**Proof.**
If (2) holds, then $K$ is derived complete with respect to $I$ by Lemma 15.91.16. Conversely, assume that $K$ is derived complete with respect to $I$. Consider the filtrations

\[ K_ n^\bullet \supset \sigma _{\geq -r + 1}K_ n^\bullet \supset \sigma _{\geq -r + 2}K_ n^\bullet \supset \ldots \supset \sigma _{\geq -1}K_ n^\bullet \supset \sigma _{\geq 0}K_ n^\bullet = A \]

by stupid truncations (Homology, Section 12.15).
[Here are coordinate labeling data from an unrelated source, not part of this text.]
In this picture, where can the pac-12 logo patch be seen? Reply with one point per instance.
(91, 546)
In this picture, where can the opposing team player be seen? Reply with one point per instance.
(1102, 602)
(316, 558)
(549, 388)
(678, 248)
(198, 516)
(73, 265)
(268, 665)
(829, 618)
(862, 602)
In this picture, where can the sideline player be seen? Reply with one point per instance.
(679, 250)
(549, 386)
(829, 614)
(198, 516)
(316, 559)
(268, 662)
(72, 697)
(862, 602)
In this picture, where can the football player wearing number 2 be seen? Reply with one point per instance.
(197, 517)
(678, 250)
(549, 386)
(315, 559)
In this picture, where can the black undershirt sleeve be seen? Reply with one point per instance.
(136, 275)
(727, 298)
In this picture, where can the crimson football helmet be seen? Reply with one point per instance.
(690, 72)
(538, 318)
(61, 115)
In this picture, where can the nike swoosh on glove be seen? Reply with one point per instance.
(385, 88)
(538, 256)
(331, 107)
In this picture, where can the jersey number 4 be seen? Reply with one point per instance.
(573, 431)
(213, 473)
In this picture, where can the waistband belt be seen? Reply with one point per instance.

Because the construction $R\mathop{\mathrm{lim}}\nolimits (K \otimes E)$ is exact in the second variable (Lemma 15.87.11) we see that it suffices to show

\[ R\mathop{\mathrm{lim}}\nolimits \left( K \otimes _ A^\mathbf {L} (\sigma _{\geq p}K_ n^\bullet / \sigma _{\geq p + 1}K_ n^\bullet ) \right) = 0 \]

for $p < 0$. The explicit description of the Koszul complexes above shows that

\[ R\mathop{\mathrm{lim}}\nolimits \left( K \otimes _ A^\mathbf {L} (\sigma _{\geq p}K_ n^\bullet / \sigma _{\geq p + 1}K_ n^\bullet ) \right) = \bigoplus \nolimits _{i_1, \ldots , i_{-p}} T(K, f_{i_1}\ldots f_{i_{-p}}) \]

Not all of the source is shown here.